La directora guarda espacio para empatizar, hasta cierto punto, con las contradicciones de los miembros de ETA que se encuentran en la cárcel: en una escena en la que varios etarras se reúnen en la cárcel de Nanclares de la Oca con una mediadora, la película expone cuestiones como el miedo a ser represaliado por salirse de la línea oficial, la sensación de haber sido abandonados y de haber perdido el tiempo por haberse entregado a una causa de la que, al final, eran simples peones, o las disquisiciones sobre si ellos individualmente deberían pedir perdón a las víctimas o debería hacerlo la organización colectivamente.
Por otro lado, a través del personaje de Maixabel, también entendemos la incomprensión a la que se enfrentó una mujer que apostó por el diálogo como una manera de comprender al enemigo, pero también como una terapia que le permitió reconciliarse consigo misma. Bollaín comprende el dolor de unas víctimas que no murieron en el momento del asesinato, sino que ya habían perdido la posibilidad de una vida normal en el mismo momento que la banda los apuntó como objetivos. Jáuregui, por ejemplo, había tenido que separarse de su familia y marcharse a vivir a Chile; cuando le descerrajaron dos balas en la cabeza había venido a Tolosa a visitar a su mujer y su hija.
Sin mayores pretensiones que las de la emoción y la concordia social, 'Maixabel' insiste en la necesidad de diálogo y ya, por ello, es valiosa como ejercicio de empatía. La interpretación de Olazabal, además, facilita mucho el acercamiento a un personaje que, sobre el papel, provoca un inevitable rechazo. El actor dota de una humanidad infinita a un hombre arrepentido y conflictuado con su propia naturaleza, que no le deja vivir consigo mismo. Quizá la fidelidad a los hechos, y la inclusión de este personaje que coge mayor protagonismo en los compases centrales de la película, hacen que el peso de Tosar quede algo deslucido dentro de la historia. Y, al menos, 'Maixabel' representa un nuevo inicio en el que, cada vez queda más cerca, la posibilidad de hablar de la historia de España dejando a un lado los odios viscerales.
Sin libertad no hay arte. Y los discursos sobre ETA siguen hoy presos de unos tabúes que, aunque poco a poco se van superando, siguen lastrando la capacidad de ahondar en los aspectos más dolorosos y contradictorios de los años de plomo.
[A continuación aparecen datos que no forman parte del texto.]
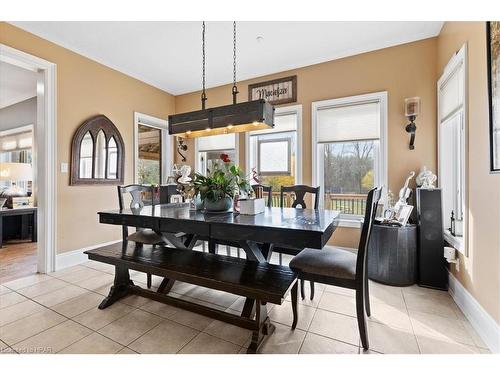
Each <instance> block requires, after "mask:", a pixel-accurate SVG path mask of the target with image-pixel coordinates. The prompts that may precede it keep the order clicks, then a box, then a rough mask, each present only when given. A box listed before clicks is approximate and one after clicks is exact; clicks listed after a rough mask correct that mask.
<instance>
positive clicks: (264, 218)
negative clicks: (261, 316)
mask: <svg viewBox="0 0 500 375" xmlns="http://www.w3.org/2000/svg"><path fill="white" fill-rule="evenodd" d="M339 214H340V212H339V211H334V210H323V209H302V208H279V207H266V208H265V210H264V212H262V213H259V214H256V215H242V214H240V213H238V212H232V211H229V212H207V211H203V210H191V209H189V206H188V205H184V204H158V205H154V206H150V205H149V206H148V205H146V206H143V207H137V208H126V209H122V210H109V211H101V212H98V216H99V222H100V223H102V224H111V225H118V226H128V227H136V228H141V229H142V228H144V229H151V230H153V231H154V232H156V233H157V234H159V235H160V236H161V237H162V238H163V240H164V242H165V243H166V244H169V245H171V247H170V249H171V248H175V250H176V251H178V250H179V249H182V250H185V251H195V250H193V248H194V247H195V246H196V245H197V244H199V241H206V242H208V244H209V246H208V251H209V252H210V253H212V254H214V253H215V252H216V246H217V244H218V243H223V244H231V245H232V246H235V247H239V248H241V249H243V251H244V252H245V255H246V262H247V263H248V262H250V264H252V263H257V264H264V263H266V264H269V262H270V258H271V254H272V252H273V248H274V247H279V248H292V249H297V251H300V249H303V248H313V249H317V250H318V251H321V249H322V248H323V247H324V246H325V245H326V244H327V243H328V241H329V240H330V238H331V237H332V235H333V233H334V231H335V229H336V228H337V224H338V219H339ZM126 246H130V245H125V247H126ZM125 247H124V248H125ZM158 251H163V250H156V253H158ZM164 251H165V252H168V251H169V247H165V248H164ZM220 257H221V265H222V264H224V261H223V260H222V259H224V256H220ZM241 261H242V262H245V260H241ZM198 267H199V270H200V274H201V273H202V272H203V267H204V265H203V264H200V265H199V266H198ZM286 268H288V267H286ZM290 272H292V271H290ZM126 280H128V279H126ZM115 281H116V280H115ZM126 282H128V281H126ZM174 283H175V280H173V279H167V278H166V277H165V278H164V279H163V281H162V282H161V284H160V286H159V287H158V289H157V293H163V294H164V295H165V294H167V293H169V291H170V289H171V288H172V286H173V285H174ZM269 289H272V287H271V286H270V287H269ZM116 290H117V288H115V292H114V291H113V288H112V289H111V291H110V295H109V296H108V297H107V299H105V301H103V303H102V304H101V307H100V308H105V307H106V306H108V305H110V304H111V303H113V302H114V301H115V300H116V299H117V298H121V297H120V296H113V293H115V294H116V293H117V292H116ZM255 305H256V303H255V300H254V299H252V298H248V297H247V298H246V300H245V304H244V307H243V309H242V312H241V317H242V318H249V317H251V316H253V315H255V310H256V307H255ZM264 307H265V306H264Z"/></svg>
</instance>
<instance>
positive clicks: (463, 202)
mask: <svg viewBox="0 0 500 375" xmlns="http://www.w3.org/2000/svg"><path fill="white" fill-rule="evenodd" d="M467 56H468V52H467V44H464V45H463V46H462V47H461V48H460V50H458V51H457V52H456V53H455V54H454V55H453V56H452V57H451V58H450V60H449V61H448V63H447V64H446V66H445V68H444V70H443V74H442V75H441V77H440V78H439V80H438V82H437V85H436V90H437V127H438V129H437V131H438V132H437V134H438V139H437V146H438V160H437V161H438V173H437V174H438V186H439V187H440V188H441V189H442V190H443V194H444V193H445V191H444V190H445V189H444V186H445V182H448V185H449V184H450V180H449V179H446V178H445V177H444V176H445V173H443V164H444V167H445V169H449V170H454V171H455V176H454V178H452V180H454V182H453V183H454V187H455V188H456V189H455V191H451V193H450V196H451V197H452V198H451V199H452V201H453V204H452V207H451V209H452V210H453V211H454V213H455V217H456V219H458V220H463V222H462V224H461V225H462V227H463V228H462V231H463V236H462V237H461V238H457V237H454V236H452V235H451V233H450V232H449V231H448V230H447V229H446V228H443V230H444V236H445V239H446V240H447V241H448V243H450V245H452V246H453V247H455V248H456V249H457V250H458V251H459V252H461V253H462V254H463V255H465V256H466V257H467V256H469V253H468V241H469V240H468V229H469V220H468V211H469V203H468V199H469V198H468V189H467V186H468V151H467V150H468V147H469V146H468V133H469V132H468V128H469V125H468V102H469V96H468V92H469V89H468V57H467ZM455 75H457V77H458V78H457V79H458V81H459V82H460V81H461V82H463V85H462V86H460V84H458V87H457V90H458V91H459V97H462V98H463V99H462V100H463V101H462V102H460V101H459V102H458V103H457V106H456V107H455V108H453V109H451V111H450V112H449V113H447V114H446V116H444V117H442V111H441V110H442V103H441V102H442V95H443V89H444V88H445V87H446V84H447V83H448V82H450V79H452V78H453V77H454V76H455ZM453 118H458V121H459V124H460V129H459V131H458V134H459V135H458V134H457V139H456V140H457V141H458V144H454V147H455V149H456V150H458V157H457V155H449V153H446V152H443V150H442V148H443V145H442V140H445V141H446V140H449V138H448V137H444V138H443V135H442V133H443V126H444V124H446V123H447V122H448V121H449V120H453ZM446 157H449V158H450V159H451V163H453V165H449V163H450V162H449V161H448V162H447V160H446V159H444V158H446ZM442 159H443V160H442ZM457 163H459V164H458V165H457ZM445 202H446V199H445V196H444V195H443V205H442V210H443V212H442V213H443V221H444V223H445V227H447V224H446V223H447V220H448V218H449V217H450V216H449V211H448V212H444V211H445V209H446V207H445Z"/></svg>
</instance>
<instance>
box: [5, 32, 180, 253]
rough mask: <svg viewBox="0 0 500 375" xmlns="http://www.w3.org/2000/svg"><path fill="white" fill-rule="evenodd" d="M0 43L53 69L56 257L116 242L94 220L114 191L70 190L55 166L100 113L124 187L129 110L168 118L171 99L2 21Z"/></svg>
mask: <svg viewBox="0 0 500 375" xmlns="http://www.w3.org/2000/svg"><path fill="white" fill-rule="evenodd" d="M0 43H2V44H5V45H8V46H10V47H13V48H16V49H19V50H21V51H24V52H27V53H30V54H32V55H35V56H38V57H41V58H43V59H45V60H48V61H51V62H53V63H55V64H57V163H58V167H57V169H58V174H57V195H56V196H57V252H58V253H62V252H66V251H70V250H75V249H79V248H82V247H86V246H90V245H94V244H98V243H102V242H107V241H111V240H115V239H119V238H120V236H121V230H120V228H118V227H113V226H110V225H102V224H99V223H98V218H97V211H99V210H105V209H113V208H116V207H117V205H118V200H117V195H116V194H117V193H116V186H69V175H68V174H62V173H60V172H59V170H60V168H59V166H60V163H61V162H67V163H68V162H69V161H70V151H71V150H70V145H71V139H72V137H73V134H74V132H75V130H76V129H77V127H78V126H79V125H80V124H81V123H82V122H83V121H84V120H86V119H87V118H89V117H91V116H94V115H97V114H104V115H106V116H107V117H109V118H110V119H111V121H113V122H114V124H115V125H116V126H117V127H118V129H119V130H120V133H121V134H122V136H123V140H124V142H125V156H126V161H125V183H132V182H133V118H134V111H138V112H142V113H146V114H149V115H152V116H156V117H160V118H167V116H168V115H169V114H171V113H173V112H174V109H175V107H174V105H175V103H174V97H173V96H172V95H170V94H168V93H166V92H164V91H161V90H158V89H156V88H154V87H151V86H149V85H147V84H145V83H142V82H140V81H138V80H136V79H133V78H131V77H129V76H126V75H124V74H122V73H119V72H117V71H115V70H113V69H111V68H108V67H105V66H103V65H101V64H98V63H96V62H95V61H92V60H90V59H87V58H85V57H83V56H81V55H78V54H76V53H74V52H71V51H69V50H67V49H64V48H62V47H60V46H57V45H55V44H53V43H50V42H48V41H46V40H44V39H41V38H38V37H36V36H34V35H33V34H30V33H27V32H25V31H23V30H21V29H18V28H16V27H14V26H12V25H10V24H7V23H4V22H0Z"/></svg>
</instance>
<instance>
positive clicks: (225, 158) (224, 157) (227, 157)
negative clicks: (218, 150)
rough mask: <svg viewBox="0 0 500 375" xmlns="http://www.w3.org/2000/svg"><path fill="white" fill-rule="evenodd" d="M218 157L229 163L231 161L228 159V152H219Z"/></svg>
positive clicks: (222, 160)
mask: <svg viewBox="0 0 500 375" xmlns="http://www.w3.org/2000/svg"><path fill="white" fill-rule="evenodd" d="M220 159H221V160H222V161H223V162H224V163H230V162H231V159H229V155H228V154H220Z"/></svg>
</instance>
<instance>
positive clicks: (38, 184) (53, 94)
mask: <svg viewBox="0 0 500 375" xmlns="http://www.w3.org/2000/svg"><path fill="white" fill-rule="evenodd" d="M0 61H3V62H6V63H9V64H12V65H16V66H18V67H21V68H25V69H28V70H31V71H33V72H37V73H38V80H37V90H36V91H37V123H36V126H35V129H34V131H35V142H34V144H33V155H34V158H33V160H34V163H33V164H34V168H33V171H34V178H33V180H34V182H35V183H34V184H33V185H34V191H33V193H34V195H35V199H36V201H37V208H38V210H37V212H38V213H37V221H38V223H37V224H38V233H37V237H38V243H37V248H38V268H37V270H38V272H40V273H48V272H52V271H54V270H55V264H56V245H57V238H56V212H57V211H56V188H57V185H56V160H57V159H56V145H57V142H56V64H54V63H51V62H50V61H47V60H43V59H41V58H39V57H36V56H33V55H30V54H27V53H25V52H22V51H19V50H17V49H14V48H11V47H8V46H6V45H4V44H0Z"/></svg>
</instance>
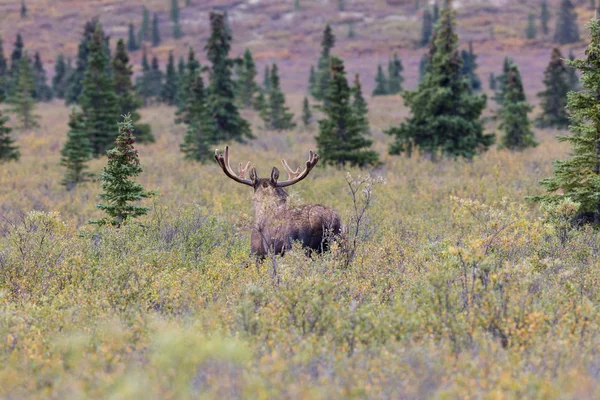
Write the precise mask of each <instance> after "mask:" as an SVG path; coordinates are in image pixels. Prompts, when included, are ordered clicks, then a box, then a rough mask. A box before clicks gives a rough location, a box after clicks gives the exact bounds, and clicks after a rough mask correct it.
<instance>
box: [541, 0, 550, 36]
mask: <svg viewBox="0 0 600 400" xmlns="http://www.w3.org/2000/svg"><path fill="white" fill-rule="evenodd" d="M540 22H541V26H542V32H543V33H544V35H547V34H548V33H549V32H550V28H549V27H548V22H550V11H548V1H547V0H542V8H541V11H540Z"/></svg>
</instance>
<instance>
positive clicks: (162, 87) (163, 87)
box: [161, 50, 178, 106]
mask: <svg viewBox="0 0 600 400" xmlns="http://www.w3.org/2000/svg"><path fill="white" fill-rule="evenodd" d="M177 79H178V78H177V71H176V70H175V58H174V56H173V51H172V50H171V51H169V62H168V63H167V72H166V74H165V84H164V85H163V87H162V93H161V99H162V101H163V102H165V103H167V104H168V105H170V106H172V105H175V102H176V99H177Z"/></svg>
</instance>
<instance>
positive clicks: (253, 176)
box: [250, 168, 258, 183]
mask: <svg viewBox="0 0 600 400" xmlns="http://www.w3.org/2000/svg"><path fill="white" fill-rule="evenodd" d="M250 180H251V181H252V183H256V182H257V181H258V173H257V172H256V168H252V169H251V170H250Z"/></svg>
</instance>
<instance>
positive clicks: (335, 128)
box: [316, 57, 379, 167]
mask: <svg viewBox="0 0 600 400" xmlns="http://www.w3.org/2000/svg"><path fill="white" fill-rule="evenodd" d="M331 75H332V79H331V85H330V86H329V87H328V89H327V93H326V100H327V101H325V103H324V106H323V112H324V113H325V119H322V120H320V121H319V135H318V136H317V138H316V139H317V147H318V149H319V154H320V155H321V156H322V157H323V161H324V163H325V164H326V165H327V164H329V165H344V164H346V163H348V164H350V165H351V166H359V167H365V166H367V165H377V164H379V155H378V154H377V152H375V151H373V150H370V147H371V144H372V141H371V140H368V139H366V138H365V137H364V133H363V128H364V127H363V126H361V123H360V120H359V118H357V116H356V114H355V112H354V109H353V107H352V105H351V103H350V91H351V90H350V87H349V86H348V81H347V80H346V73H345V71H344V63H343V62H342V60H340V59H339V58H337V57H331Z"/></svg>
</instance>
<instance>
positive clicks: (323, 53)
mask: <svg viewBox="0 0 600 400" xmlns="http://www.w3.org/2000/svg"><path fill="white" fill-rule="evenodd" d="M333 46H335V35H334V34H333V31H332V30H331V26H330V25H329V24H327V25H326V26H325V30H324V31H323V37H322V39H321V56H320V57H319V62H318V64H317V72H316V75H315V77H314V79H315V82H314V85H312V87H313V90H312V91H311V95H312V96H313V97H314V98H315V99H317V100H325V97H326V93H327V88H328V87H329V81H330V80H331V75H330V71H329V58H330V57H331V49H332V48H333ZM311 79H312V78H311Z"/></svg>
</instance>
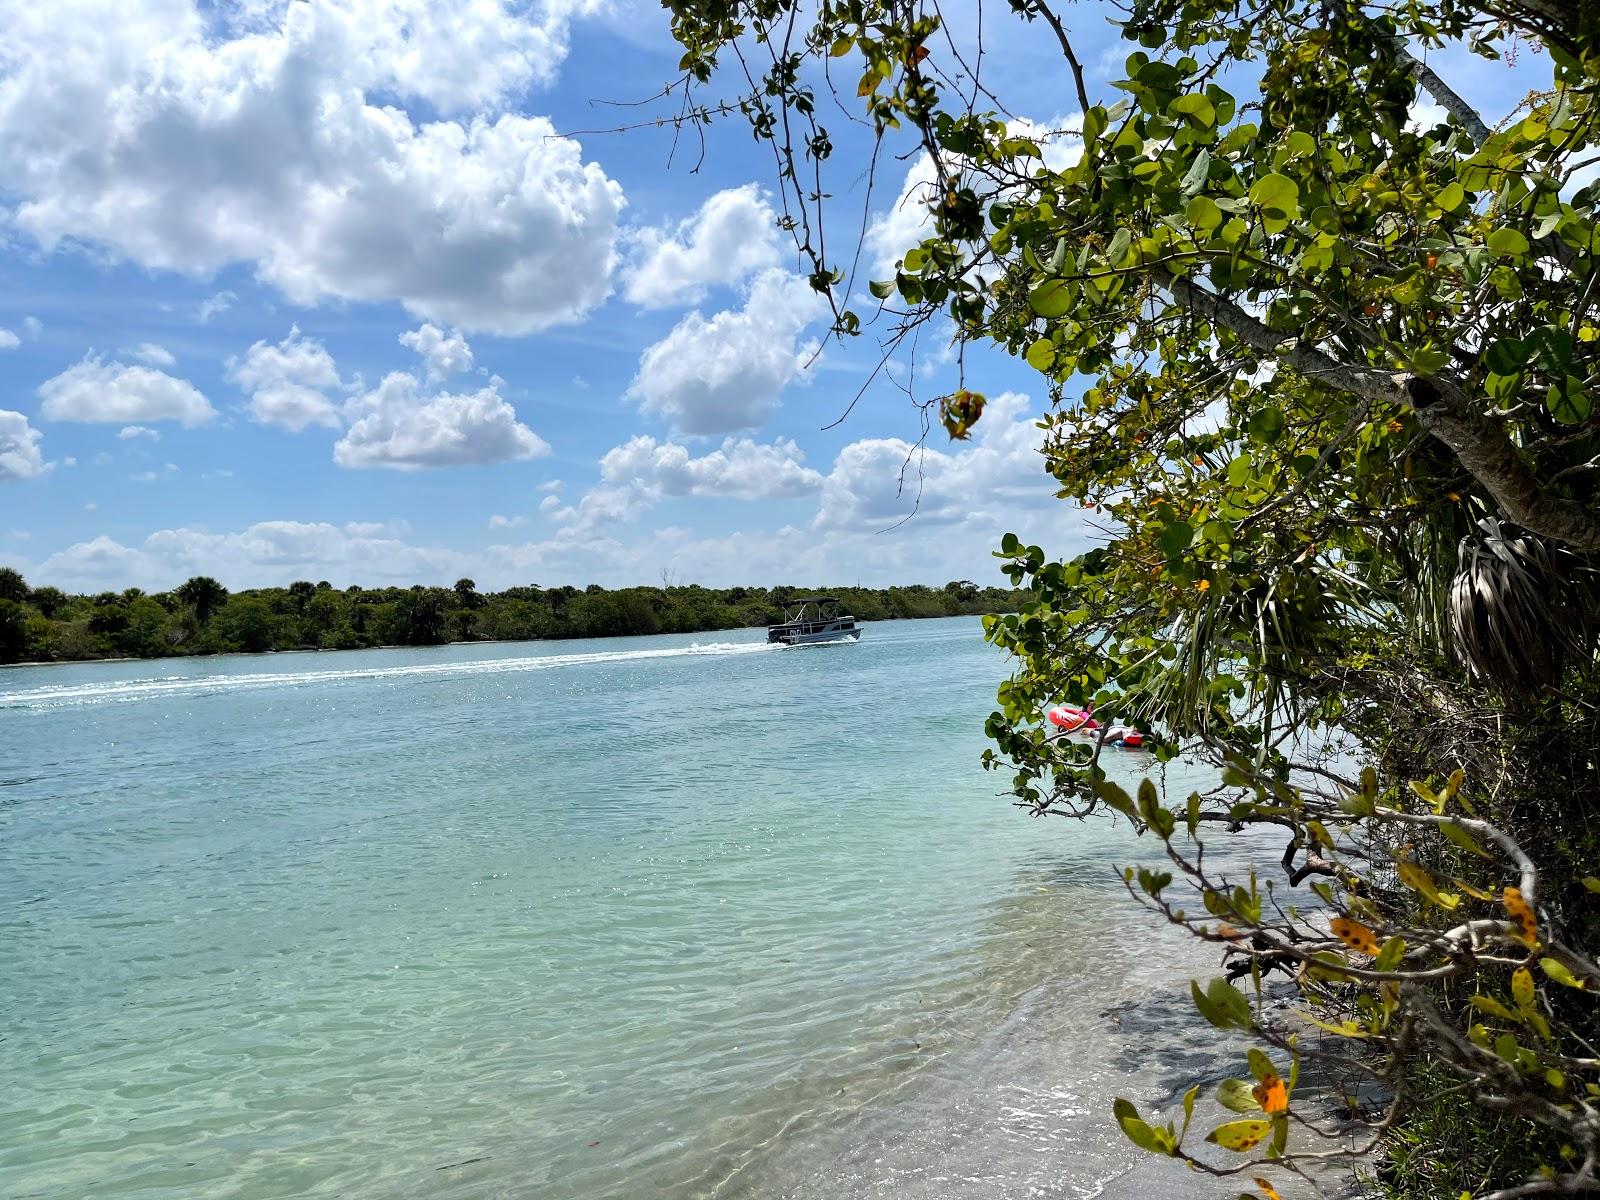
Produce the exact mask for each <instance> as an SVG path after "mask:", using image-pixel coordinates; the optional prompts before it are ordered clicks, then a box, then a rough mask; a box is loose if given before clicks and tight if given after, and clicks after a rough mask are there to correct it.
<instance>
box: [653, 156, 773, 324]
mask: <svg viewBox="0 0 1600 1200" xmlns="http://www.w3.org/2000/svg"><path fill="white" fill-rule="evenodd" d="M634 243H635V253H637V259H635V262H634V266H632V267H630V269H629V272H627V282H626V286H624V294H626V296H627V299H629V301H632V302H634V304H638V306H642V307H646V309H659V307H666V306H669V304H694V302H698V301H699V299H701V298H704V294H706V290H707V288H710V286H717V285H733V283H739V282H741V280H744V278H746V277H749V275H750V274H754V272H757V270H760V269H763V267H771V266H774V264H776V262H778V224H776V216H774V214H773V210H771V205H768V203H766V200H765V198H763V197H762V192H760V189H758V187H755V184H746V186H744V187H730V189H728V190H725V192H717V195H714V197H710V198H709V200H707V202H706V203H704V205H701V208H699V211H698V213H696V214H694V216H693V218H690V219H688V221H683V222H680V224H678V226H677V227H674V229H643V230H638V232H637V234H635V235H634Z"/></svg>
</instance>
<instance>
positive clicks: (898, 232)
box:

Si ya solo el cartel de 'Patria' despertó críticas sobre una supuesta equidistancia entre el dolor de las víctimas y de las familias de los terroristas —supuesta porque la serie de Aitor Gabilondo, en ese momento, siquiera se había estrenado—, cualquier guionista andará midiendo palabras, equilibrios, vadeando posibles malentendidos que pudieran hacer parecer que la obra no es justa, o simpatiza con los verdugos, o 'humaniza' a los asesinos —un concepto apasionante cuando se habla de seres humanos—. Por eso, en España, cualquier relato que retrate el conflicto vasco nacerá, de momento, lisiada.